CIÊNCIA & TECNOLOGIA
Aparelhos biônicos oferecem benefícios, mas trazem riscos e preocupações éticas
Qualquer implante gera risco – e nenhum aparelho atual consegue dar superpoderes reais a pessoas saudáveis.
Ética da biônica
Várias equipes ao redor do mundo estão trabalhando em dispositivos biônicos projetados para “otimizar” o sistema neural, a fim de melhorar nossa capacidade cognitiva, aprimorar nossa audição, nossa visão e outras capacidades.
Mas será que os benefícios na adoção desses dispositivos biônicos superam os riscos éticos e de saúde envolvidos?
Acontece que há uma desconexão entre o que as tecnologias biônicas podem realmente fornecer e as expectativas do público e dos pacientes.
“É muito importante dar à comunidade informações precisas sobre os riscos e benefícios de qualquer dispositivo médico e garantir que eles entendam o nível de terapia que um dispositivo biônico pode fornecer,” ressalta Rylie Green, professora de bioengenharia do Imperial College de Londres, que trabalha em biônica há mais de 20 anos.
Ela ressalta que, quando qualquer dispositivo é implantado no corpo, ele apresenta riscos significativos, além da própria cirurgia. Os danos ao corpo, mesmo com as melhores abordagens cirúrgicas, ainda fazem com que células morram, e não há garantia de que os tecidos em volta se recuperem totalmente.

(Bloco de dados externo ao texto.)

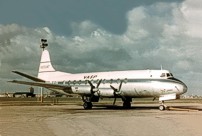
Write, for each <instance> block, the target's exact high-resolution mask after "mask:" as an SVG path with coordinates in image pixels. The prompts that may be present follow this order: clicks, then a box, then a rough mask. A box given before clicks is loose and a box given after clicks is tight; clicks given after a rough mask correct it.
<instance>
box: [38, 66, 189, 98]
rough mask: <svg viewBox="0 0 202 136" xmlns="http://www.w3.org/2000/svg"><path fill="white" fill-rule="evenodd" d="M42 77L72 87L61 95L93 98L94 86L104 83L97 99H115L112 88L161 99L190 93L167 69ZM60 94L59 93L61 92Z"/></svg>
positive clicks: (42, 78)
mask: <svg viewBox="0 0 202 136" xmlns="http://www.w3.org/2000/svg"><path fill="white" fill-rule="evenodd" d="M39 77H40V78H41V79H44V80H45V81H47V82H49V83H53V84H60V85H66V86H71V89H67V90H63V91H61V90H60V93H64V94H67V93H68V94H69V93H75V94H79V95H88V94H89V95H90V94H91V86H90V85H89V83H88V81H90V82H92V84H93V85H94V86H96V85H97V84H98V82H99V81H100V80H102V81H101V84H100V85H99V87H98V88H97V89H95V93H94V95H95V96H100V97H114V90H113V89H112V88H111V87H110V86H113V87H114V88H117V89H118V88H119V85H120V83H121V82H122V86H121V93H122V95H124V96H126V97H133V98H136V97H160V96H161V95H165V94H176V96H179V95H180V94H183V93H185V92H186V91H187V87H186V85H185V84H184V83H183V82H181V81H179V80H177V79H175V78H173V77H172V75H171V74H170V73H169V71H167V70H133V71H110V72H95V73H81V74H69V73H63V72H58V71H55V72H50V74H49V72H48V73H47V72H45V74H43V72H42V73H39ZM58 91H59V90H58Z"/></svg>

“Embora possamos administrar terapias elétricas para ajudar um paciente, há impactos na fiação neural que ainda não entendemos,” ressalta Green. “É um grande risco intervir em qualquer sistema do corpo onde não haja nenhum problema, então a crescente conscientização do público sobre as novas tecnologias e a propaganda em torno do potencial para habilidades extraordinárias apresenta preocupações éticas”.Neurônios ciborgues prometem revolucionar a medicina bioeletrônica
Aparelhos médicos, não gerador de super-heróis
É muito simples, do ponto de vista da tecnologia, usar uma câmera infravermelha como um olho biônico para permitir que um usuário veja no escuro, exemplifica a pesquisadora.
Mas um dos menores problemas é que o nível de visão fornecido pelo dispositivo ainda é muito rudimentar. Os dispositivos de olho biônico atuais fornecem apenas cerca de 60 pontos de luz para renderizar uma imagem, onde o olho que vê normalmente usa mais de 90 milhões de células.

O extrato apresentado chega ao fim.